Setiap manusia tentu punya harapan, akupun begitu, berharap masuk ke sekolah favorit, sekolahnya orang-orang pintar, orang yang bergengsi, setiap malam aku selalu berdoa, "ya tuhan, permudahkanlah setiap langkahku, wujudkanlah satu impianku, impian yang kumau sejak dulu".

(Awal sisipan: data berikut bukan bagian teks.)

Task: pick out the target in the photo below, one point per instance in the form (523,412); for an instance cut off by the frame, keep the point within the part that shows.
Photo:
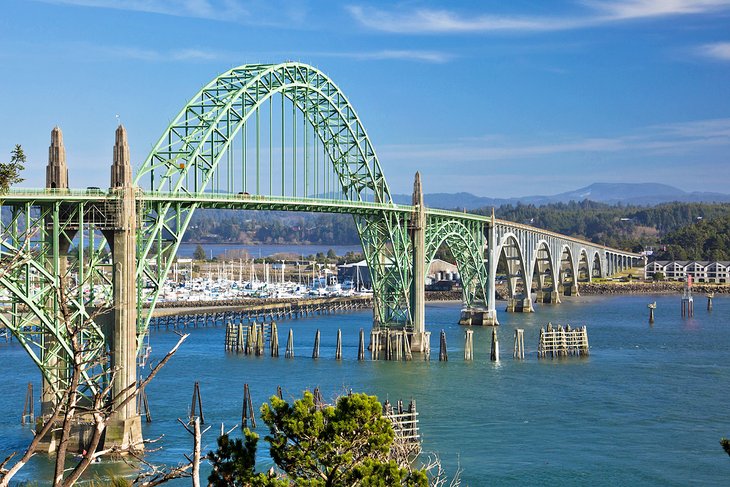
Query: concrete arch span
(467,246)
(510,254)
(544,274)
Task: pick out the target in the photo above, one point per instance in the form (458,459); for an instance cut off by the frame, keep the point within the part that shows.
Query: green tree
(234,463)
(348,444)
(10,172)
(199,252)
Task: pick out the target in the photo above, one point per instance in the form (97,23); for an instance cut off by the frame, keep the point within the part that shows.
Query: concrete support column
(125,427)
(56,179)
(418,283)
(492,272)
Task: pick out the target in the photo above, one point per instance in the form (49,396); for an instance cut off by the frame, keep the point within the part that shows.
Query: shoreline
(640,287)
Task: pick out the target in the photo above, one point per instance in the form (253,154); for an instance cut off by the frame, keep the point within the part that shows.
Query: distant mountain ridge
(643,194)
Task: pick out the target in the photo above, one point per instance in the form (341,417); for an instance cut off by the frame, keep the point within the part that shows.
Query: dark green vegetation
(10,171)
(271,227)
(348,444)
(675,231)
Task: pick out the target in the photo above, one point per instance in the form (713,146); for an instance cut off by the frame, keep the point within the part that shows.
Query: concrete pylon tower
(56,170)
(54,357)
(418,287)
(125,427)
(121,167)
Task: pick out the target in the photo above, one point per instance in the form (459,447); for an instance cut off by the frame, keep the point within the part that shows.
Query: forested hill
(271,227)
(694,231)
(686,231)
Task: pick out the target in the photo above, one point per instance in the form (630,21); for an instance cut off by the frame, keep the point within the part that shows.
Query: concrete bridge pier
(480,316)
(519,304)
(56,179)
(124,430)
(418,283)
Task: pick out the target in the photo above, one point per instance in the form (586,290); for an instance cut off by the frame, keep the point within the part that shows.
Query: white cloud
(144,54)
(674,138)
(719,51)
(638,9)
(435,21)
(391,54)
(256,12)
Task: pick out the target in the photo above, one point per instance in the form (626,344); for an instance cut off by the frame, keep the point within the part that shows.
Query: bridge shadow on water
(646,407)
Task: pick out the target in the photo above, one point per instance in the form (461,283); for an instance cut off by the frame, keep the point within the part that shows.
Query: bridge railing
(291,200)
(54,193)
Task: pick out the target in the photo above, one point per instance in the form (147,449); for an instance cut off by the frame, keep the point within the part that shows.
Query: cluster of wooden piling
(404,420)
(390,344)
(562,341)
(28,416)
(407,437)
(276,311)
(394,344)
(251,339)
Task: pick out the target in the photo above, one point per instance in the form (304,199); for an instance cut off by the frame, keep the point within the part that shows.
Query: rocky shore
(640,287)
(599,288)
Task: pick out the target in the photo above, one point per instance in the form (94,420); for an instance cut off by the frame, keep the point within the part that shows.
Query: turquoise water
(648,407)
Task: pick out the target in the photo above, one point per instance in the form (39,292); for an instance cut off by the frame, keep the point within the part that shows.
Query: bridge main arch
(206,150)
(509,251)
(467,243)
(544,269)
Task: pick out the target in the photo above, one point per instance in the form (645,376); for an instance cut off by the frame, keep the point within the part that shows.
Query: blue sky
(496,98)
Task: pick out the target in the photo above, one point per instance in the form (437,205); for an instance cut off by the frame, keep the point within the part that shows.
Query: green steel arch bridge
(264,137)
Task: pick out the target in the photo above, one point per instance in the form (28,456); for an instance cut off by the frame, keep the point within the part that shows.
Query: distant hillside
(640,194)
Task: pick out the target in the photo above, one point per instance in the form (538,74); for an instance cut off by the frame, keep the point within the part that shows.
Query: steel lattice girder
(466,240)
(47,289)
(188,155)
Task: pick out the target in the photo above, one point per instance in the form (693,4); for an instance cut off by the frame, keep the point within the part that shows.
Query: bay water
(647,407)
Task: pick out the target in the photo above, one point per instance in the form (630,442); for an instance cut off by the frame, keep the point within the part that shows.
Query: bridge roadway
(267,129)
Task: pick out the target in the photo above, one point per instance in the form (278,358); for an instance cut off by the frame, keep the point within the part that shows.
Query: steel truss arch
(509,246)
(466,241)
(189,152)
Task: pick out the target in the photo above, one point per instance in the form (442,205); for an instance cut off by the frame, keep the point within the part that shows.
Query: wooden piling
(494,355)
(407,355)
(315,350)
(443,353)
(338,349)
(374,344)
(247,412)
(519,349)
(318,400)
(361,346)
(240,339)
(274,340)
(260,341)
(469,345)
(197,401)
(143,405)
(388,345)
(561,342)
(289,353)
(28,416)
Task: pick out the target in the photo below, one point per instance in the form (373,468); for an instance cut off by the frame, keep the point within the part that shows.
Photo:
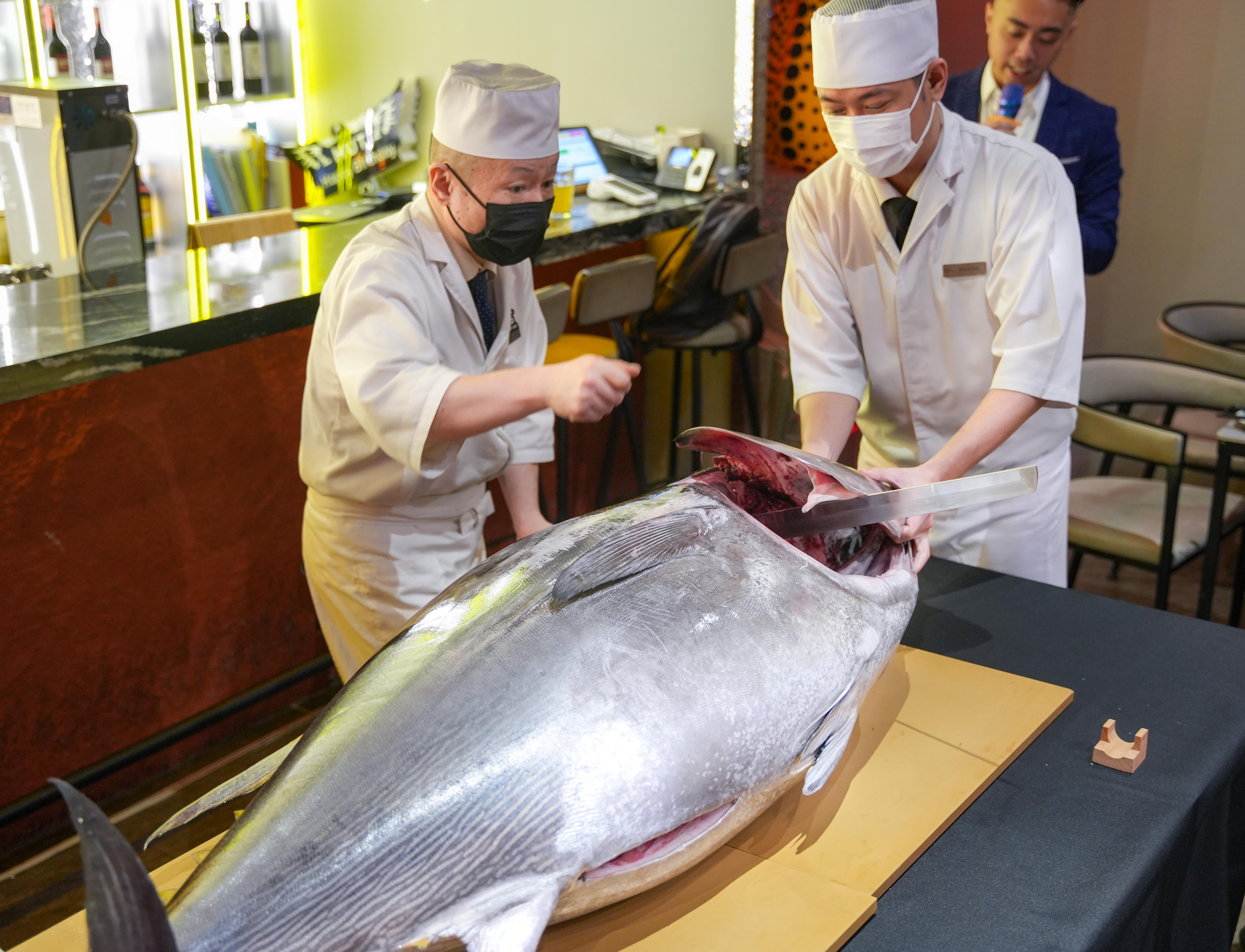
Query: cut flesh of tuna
(662,847)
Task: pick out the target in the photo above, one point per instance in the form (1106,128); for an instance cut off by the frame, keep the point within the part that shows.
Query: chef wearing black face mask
(426,376)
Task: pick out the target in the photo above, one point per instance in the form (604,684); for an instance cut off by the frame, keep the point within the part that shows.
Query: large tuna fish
(583,716)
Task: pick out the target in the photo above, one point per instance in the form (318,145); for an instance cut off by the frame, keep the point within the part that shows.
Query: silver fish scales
(586,715)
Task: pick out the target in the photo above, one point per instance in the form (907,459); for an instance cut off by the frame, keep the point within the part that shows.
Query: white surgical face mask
(880,146)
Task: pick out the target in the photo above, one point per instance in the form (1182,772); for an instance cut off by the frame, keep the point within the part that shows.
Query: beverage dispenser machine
(66,170)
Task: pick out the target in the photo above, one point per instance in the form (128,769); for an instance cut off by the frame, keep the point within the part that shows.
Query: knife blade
(902,503)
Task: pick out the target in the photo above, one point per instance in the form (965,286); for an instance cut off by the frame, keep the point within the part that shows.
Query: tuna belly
(650,864)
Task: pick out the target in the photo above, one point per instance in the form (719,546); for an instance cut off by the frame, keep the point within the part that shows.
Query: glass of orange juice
(563,192)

Banyak orang bilang, bahwa apa yang baik menurutku, belum tentu yang terbaik untuk jalan hidupku kedepannya, akupun tak memungkiri hal itu, tapi apa salahnya menitipkan harapan pada tuhan.

Ilustrasi Cerpen Harapan

Paginya, aku bangun dari mimpi yang masih menjadi mimpi, mulutku terus komat kamit mengucapkan doa, mengingat 10 menit lagi tiba waktunya, pengumuman siswa yang lolos seleksi masuk sekolah favorit, aku sudah siap menerima apapun hasilnya, smartphone jadul yang sedari tadi aku genggam, mulai aku beri instruksi, merefresh hasil pengumuman yang akan muncul sebentar lagi, aku lihat kearah jam tangan, jarumnya menunjuk tepat pukul 9, itu tandanya, sudah tiba waktunya.

Jantungku berdetak lebih cepat dari biasanya, jari tanganku agak bergetar tiap kali menggeser layar ponsel, mata ku menatap tajam, menatap setiap nama ratusan manusia yang telah muncul lebih dulu, astaga, dimana nama ku.

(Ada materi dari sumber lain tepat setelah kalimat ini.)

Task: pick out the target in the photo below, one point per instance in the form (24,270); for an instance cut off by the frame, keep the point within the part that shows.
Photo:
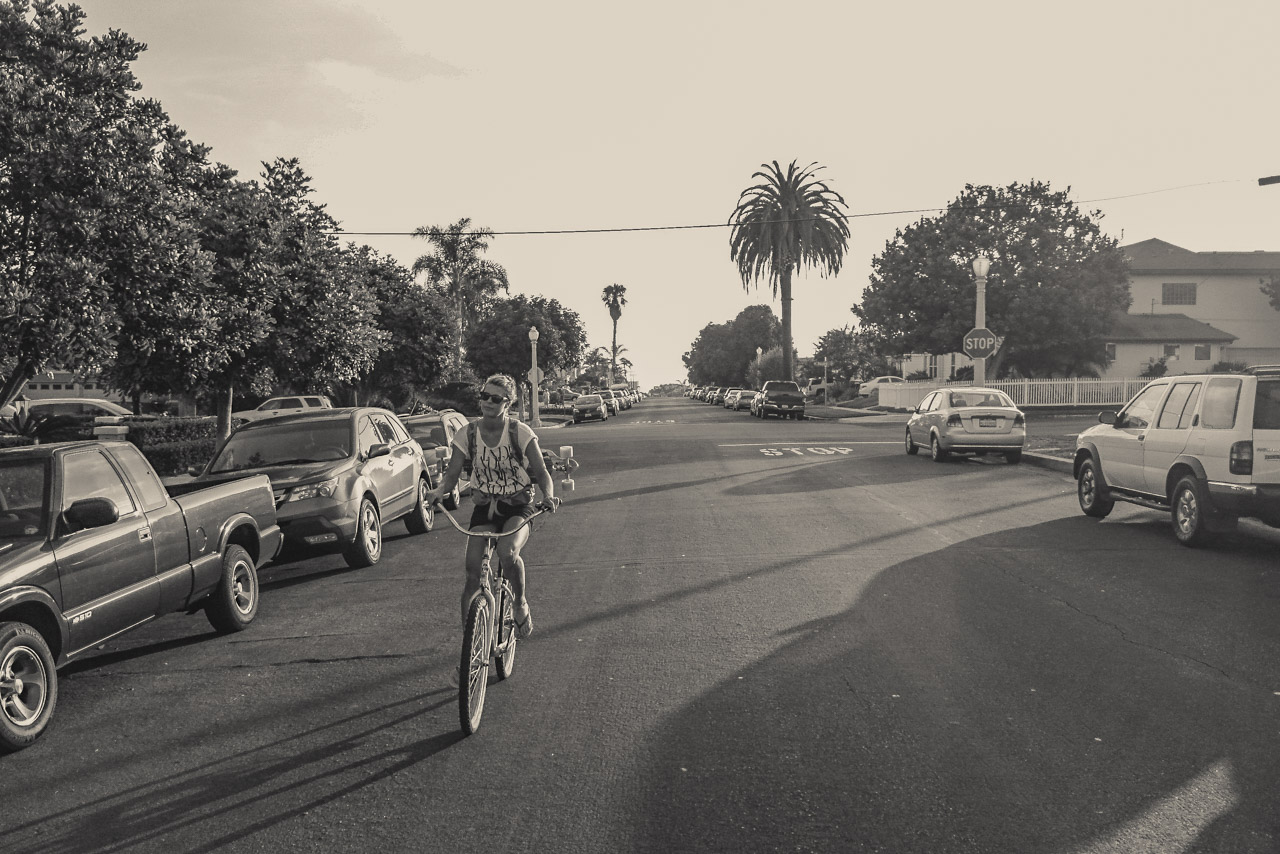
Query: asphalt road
(750,636)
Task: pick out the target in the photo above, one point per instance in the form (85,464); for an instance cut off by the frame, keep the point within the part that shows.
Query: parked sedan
(588,407)
(967,420)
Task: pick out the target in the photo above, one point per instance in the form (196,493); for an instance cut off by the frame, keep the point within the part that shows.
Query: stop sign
(979,343)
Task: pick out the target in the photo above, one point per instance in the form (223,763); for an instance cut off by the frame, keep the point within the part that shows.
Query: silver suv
(1203,447)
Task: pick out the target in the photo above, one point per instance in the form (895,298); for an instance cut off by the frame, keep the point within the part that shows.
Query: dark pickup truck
(92,546)
(781,398)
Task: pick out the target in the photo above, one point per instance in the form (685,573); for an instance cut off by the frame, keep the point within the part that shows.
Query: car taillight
(1242,459)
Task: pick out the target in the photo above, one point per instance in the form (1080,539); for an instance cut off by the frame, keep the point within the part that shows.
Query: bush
(174,457)
(149,432)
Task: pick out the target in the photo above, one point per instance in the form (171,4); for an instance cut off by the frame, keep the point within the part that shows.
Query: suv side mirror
(90,512)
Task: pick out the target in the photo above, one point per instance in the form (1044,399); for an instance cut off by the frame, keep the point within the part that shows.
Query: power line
(675,228)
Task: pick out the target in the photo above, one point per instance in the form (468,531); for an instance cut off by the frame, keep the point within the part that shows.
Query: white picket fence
(1077,391)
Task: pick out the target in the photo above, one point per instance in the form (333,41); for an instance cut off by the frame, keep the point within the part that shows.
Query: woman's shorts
(504,511)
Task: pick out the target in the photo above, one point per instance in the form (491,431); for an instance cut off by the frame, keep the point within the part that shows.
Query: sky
(558,115)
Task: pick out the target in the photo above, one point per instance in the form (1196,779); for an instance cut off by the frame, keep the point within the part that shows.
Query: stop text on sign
(821,452)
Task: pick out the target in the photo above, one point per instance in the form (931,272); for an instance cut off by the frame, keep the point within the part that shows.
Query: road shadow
(984,699)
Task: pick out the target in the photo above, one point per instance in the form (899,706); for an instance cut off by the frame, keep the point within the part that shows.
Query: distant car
(338,475)
(67,406)
(289,405)
(967,420)
(588,407)
(434,434)
(876,383)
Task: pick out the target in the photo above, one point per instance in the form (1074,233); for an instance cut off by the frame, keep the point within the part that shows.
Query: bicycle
(484,638)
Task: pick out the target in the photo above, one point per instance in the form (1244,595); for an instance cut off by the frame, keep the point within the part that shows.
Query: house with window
(1223,290)
(1193,309)
(1137,341)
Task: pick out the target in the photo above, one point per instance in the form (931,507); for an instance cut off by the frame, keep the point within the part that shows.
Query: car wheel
(234,603)
(421,519)
(28,685)
(1091,493)
(1188,512)
(368,546)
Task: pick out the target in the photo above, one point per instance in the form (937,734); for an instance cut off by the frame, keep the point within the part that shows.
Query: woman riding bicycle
(507,464)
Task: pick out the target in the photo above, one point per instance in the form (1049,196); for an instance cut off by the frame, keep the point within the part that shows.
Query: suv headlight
(323,489)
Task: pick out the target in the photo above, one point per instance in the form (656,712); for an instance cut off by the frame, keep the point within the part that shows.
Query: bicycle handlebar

Layar ponsel itu terus aku amati, selang beberapa saat, diriku dikejutkan oleh rasa yang hadir berbarengan dengan apa yang orang sebut dengan bahagia, Alhamdulillah nama ku ada di urutan 213 dari 216 siswa yang diterima, luar biasa, akhirnya mimpiku terwujud jadi realita, rasa syukur terus berdatangan menyalami rasa bahagia, yang sudah lebih dulu tiba.

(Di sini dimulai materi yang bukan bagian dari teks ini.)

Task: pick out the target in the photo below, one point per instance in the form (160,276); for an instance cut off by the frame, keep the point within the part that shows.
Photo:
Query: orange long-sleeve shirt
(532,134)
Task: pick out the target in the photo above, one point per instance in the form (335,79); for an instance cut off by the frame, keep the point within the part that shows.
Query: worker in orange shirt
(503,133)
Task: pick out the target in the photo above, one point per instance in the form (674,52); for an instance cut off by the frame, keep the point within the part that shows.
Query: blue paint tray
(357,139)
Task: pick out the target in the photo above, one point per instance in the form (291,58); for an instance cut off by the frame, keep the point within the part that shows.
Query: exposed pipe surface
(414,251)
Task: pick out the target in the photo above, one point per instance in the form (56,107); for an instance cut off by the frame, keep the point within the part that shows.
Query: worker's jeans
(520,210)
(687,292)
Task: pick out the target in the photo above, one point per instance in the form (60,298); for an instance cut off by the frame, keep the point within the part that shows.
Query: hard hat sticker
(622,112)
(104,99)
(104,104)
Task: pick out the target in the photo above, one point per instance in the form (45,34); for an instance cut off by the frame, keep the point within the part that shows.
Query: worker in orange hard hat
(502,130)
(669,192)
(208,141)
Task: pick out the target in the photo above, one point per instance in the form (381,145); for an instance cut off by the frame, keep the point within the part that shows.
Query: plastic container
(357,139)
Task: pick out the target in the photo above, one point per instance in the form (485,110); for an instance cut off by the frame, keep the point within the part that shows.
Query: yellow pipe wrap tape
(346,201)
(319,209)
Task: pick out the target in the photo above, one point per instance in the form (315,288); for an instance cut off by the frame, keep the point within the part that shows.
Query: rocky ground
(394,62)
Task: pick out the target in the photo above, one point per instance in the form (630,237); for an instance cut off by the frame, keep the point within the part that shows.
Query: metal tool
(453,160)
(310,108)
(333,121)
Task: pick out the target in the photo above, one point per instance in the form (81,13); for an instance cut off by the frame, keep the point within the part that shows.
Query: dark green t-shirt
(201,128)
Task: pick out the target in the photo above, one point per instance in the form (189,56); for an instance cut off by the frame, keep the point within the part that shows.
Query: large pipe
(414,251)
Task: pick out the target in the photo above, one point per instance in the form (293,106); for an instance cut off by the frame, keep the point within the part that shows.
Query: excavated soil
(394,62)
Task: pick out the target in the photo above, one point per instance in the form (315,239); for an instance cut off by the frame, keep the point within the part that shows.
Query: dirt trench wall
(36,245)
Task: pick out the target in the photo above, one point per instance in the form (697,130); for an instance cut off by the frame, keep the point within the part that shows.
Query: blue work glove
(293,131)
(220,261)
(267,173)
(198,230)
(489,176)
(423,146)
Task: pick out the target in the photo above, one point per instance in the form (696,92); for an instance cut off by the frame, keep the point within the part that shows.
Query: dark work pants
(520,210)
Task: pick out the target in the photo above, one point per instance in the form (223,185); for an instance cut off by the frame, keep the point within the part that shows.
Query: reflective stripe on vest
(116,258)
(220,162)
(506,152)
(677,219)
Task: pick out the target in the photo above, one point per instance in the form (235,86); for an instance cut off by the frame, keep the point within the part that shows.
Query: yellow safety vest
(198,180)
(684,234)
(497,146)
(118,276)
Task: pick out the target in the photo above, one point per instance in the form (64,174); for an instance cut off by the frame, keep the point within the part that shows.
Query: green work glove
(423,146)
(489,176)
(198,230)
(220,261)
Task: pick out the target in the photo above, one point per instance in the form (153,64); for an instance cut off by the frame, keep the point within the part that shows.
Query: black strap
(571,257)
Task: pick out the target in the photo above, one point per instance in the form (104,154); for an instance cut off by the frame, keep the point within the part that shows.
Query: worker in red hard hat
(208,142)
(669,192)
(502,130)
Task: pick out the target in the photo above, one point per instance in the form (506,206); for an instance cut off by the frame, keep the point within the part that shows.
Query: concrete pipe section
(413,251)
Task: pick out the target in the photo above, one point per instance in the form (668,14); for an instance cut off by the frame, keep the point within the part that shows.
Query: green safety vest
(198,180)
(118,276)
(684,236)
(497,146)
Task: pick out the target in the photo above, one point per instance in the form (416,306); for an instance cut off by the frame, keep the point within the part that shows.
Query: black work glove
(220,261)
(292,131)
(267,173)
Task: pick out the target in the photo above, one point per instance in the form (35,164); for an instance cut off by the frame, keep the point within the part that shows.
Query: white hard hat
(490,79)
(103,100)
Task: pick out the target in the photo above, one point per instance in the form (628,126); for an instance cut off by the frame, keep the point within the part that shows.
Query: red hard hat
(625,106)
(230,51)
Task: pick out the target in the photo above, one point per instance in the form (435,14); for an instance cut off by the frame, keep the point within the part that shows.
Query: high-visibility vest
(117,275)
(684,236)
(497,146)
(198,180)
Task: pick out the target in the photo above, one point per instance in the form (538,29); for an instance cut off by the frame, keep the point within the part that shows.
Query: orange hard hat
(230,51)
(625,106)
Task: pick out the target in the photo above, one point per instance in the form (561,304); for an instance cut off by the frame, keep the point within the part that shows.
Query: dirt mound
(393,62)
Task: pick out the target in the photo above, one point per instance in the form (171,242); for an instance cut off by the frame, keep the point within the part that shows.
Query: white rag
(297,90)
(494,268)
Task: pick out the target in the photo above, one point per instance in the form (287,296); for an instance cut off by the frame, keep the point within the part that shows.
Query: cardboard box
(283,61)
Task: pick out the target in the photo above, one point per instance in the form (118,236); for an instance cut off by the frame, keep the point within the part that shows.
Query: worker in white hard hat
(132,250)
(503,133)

Buru-buru aku pergi kedapur, sambil sesekali berteriak kegirangan "bu...ibu..." Masih tidak ada jawaban. “Bu... ibu kenapa?" Tanya Ridho yang kini melihat mata ibunya sembab, air mata pun masih tersisa dibeberapa sudut, "iya ada apa nak?" Tanya ibu, sambil mencoba mengatur napas, dan memberikan senyuman sebisanya. "Aku masuk sekolah favorit bu, nama aku ada di sekolah impianku" jawab ridho sambil berjalan memeluk ibunya.

"Semoga jalan kamu menjadi orang sukses dilancarkan ya nak" ucap ibu, lirih. Ridho hanya mengangguk pelan.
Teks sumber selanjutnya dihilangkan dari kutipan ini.